Famema/HCFMM - Faculdade de Medicina de Marília (SP) — Prova 2023
Paciente 35 anos, masculino, vítima de acidente por colisão lateral carro x poste, com suspeita de trauma abdominal contuso, apresenta dor importante em flanco esquerdo onde ao exame físico, observa-se um hematoma importante, demais exames vitais normais. Realizou uma TC de abdome e pelve com duplo contraste que evidenciou lesão renal < 1 cm de profundidade, superficial ao córtex e hematoma renal associado. Qual a classificação desta lesão?
Lesão renal <1cm superficial ao córtex com hematoma não expansivo = Trauma Renal Grau II (AAST).

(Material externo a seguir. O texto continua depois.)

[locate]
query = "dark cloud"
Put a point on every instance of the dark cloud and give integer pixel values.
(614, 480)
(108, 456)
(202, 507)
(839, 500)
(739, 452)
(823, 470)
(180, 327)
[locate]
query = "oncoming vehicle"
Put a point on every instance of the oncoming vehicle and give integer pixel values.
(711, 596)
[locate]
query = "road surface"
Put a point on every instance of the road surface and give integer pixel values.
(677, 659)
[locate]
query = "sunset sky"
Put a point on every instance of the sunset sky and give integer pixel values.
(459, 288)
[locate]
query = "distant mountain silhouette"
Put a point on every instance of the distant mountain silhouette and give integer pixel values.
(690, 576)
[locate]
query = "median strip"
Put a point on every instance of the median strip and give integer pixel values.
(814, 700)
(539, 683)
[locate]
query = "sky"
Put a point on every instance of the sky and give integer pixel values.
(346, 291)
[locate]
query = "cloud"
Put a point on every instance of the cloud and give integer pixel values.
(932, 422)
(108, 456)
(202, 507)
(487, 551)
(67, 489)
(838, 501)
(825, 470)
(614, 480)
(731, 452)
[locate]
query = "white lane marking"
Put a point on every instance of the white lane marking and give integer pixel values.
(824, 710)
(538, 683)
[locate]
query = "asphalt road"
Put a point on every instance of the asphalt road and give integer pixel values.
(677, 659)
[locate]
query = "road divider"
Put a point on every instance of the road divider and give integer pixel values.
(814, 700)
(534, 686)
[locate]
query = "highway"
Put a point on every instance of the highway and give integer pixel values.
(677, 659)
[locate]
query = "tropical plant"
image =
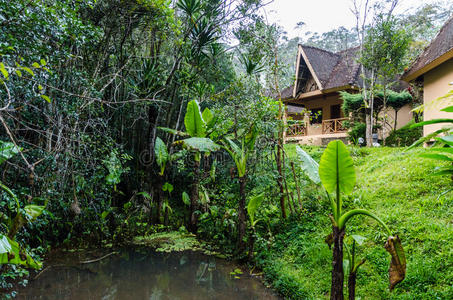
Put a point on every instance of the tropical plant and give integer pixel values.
(197, 125)
(10, 250)
(352, 264)
(240, 155)
(337, 175)
(252, 208)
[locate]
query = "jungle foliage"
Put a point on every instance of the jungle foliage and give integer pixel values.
(129, 122)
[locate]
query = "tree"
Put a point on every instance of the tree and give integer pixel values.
(240, 155)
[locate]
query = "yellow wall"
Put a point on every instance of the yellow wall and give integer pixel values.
(404, 116)
(436, 84)
(325, 102)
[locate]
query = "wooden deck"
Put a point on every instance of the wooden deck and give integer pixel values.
(317, 140)
(332, 129)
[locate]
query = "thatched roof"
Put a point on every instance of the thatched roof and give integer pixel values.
(438, 51)
(329, 70)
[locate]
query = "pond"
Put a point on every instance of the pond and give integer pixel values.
(145, 274)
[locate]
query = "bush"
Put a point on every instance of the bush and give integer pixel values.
(356, 130)
(405, 136)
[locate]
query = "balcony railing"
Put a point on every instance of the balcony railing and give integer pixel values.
(296, 128)
(334, 126)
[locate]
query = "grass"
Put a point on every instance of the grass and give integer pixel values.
(396, 186)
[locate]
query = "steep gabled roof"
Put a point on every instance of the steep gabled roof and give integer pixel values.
(321, 61)
(439, 50)
(346, 71)
(330, 70)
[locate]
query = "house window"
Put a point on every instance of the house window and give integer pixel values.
(335, 111)
(316, 116)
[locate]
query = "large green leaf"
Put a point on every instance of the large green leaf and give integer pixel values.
(17, 256)
(308, 165)
(195, 125)
(397, 269)
(250, 137)
(336, 168)
(253, 205)
(33, 211)
(201, 144)
(160, 149)
(7, 150)
(207, 116)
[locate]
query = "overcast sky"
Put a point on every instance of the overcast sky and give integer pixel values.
(320, 15)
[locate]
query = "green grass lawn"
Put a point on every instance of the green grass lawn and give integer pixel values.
(398, 187)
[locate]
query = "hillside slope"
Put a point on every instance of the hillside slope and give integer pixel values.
(396, 186)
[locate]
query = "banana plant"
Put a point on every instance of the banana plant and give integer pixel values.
(240, 154)
(196, 140)
(252, 208)
(352, 264)
(444, 138)
(10, 250)
(337, 174)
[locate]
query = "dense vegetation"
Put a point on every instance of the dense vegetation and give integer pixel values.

A classificação do trauma renal pela AAST (American Association for the Surgery of Trauma) é fundamental para guiar a conduta. Uma laceração parenquimatosa menor que 1 cm de profundidade, superficial ao córtex, com hematoma renal não expansivo, é classificada como Grau II.
O trauma renal é uma lesão comum em casos de trauma abdominal contuso, sendo o rim o órgão geniturinário mais frequentemente afetado. A avaliação e classificação precisas são cruciais para determinar a conduta terapêutica e o prognóstico do paciente. A American Association for the Surgery of Trauma (AAST) desenvolveu uma escala de graduação que é amplamente utilizada para padronizar a descrição das lesões renais, variando de Grau I (lesões menores) a Grau V (lesões mais graves). Compreender essa classificação é fundamental para todos os profissionais que atuam em emergências e cirurgia do trauma. No caso apresentado, o paciente sofreu um trauma abdominal contuso com dor em flanco esquerdo e hematoma. A tomografia computadorizada (TC) de abdome e pelve com duplo contraste é o exame padrão-ouro para avaliar a extensão da lesão renal. A descrição de uma lesão renal menor que 1 cm de profundidade, superficial ao córtex, e um hematoma renal associado, sem extravasamento urinário ou lesão vascular significativa, enquadra-se na definição de trauma renal Grau II. Este grau indica uma laceração parenquimatosa superficial que não se estende à medula renal ou ao sistema coletor, acompanhada de um hematoma perirrenal não expansivo. A conduta para a maioria dos traumas renais de Grau I e II é conservadora, envolvendo observação clínica rigorosa, monitorização hemodinâmica, repouso no leito e analgesia. A intervenção cirúrgica é reservada para casos de instabilidade hemodinâmica persistente, lesões vasculares graves, extravasamento urinário significativo ou lesões de alto grau (IV e V). O conhecimento da classificação da AAST permite uma abordagem sistemática e baseada em evidências, otimizando os resultados para os pacientes e minimizando a necessidade de intervenções invasivas desnecessárias.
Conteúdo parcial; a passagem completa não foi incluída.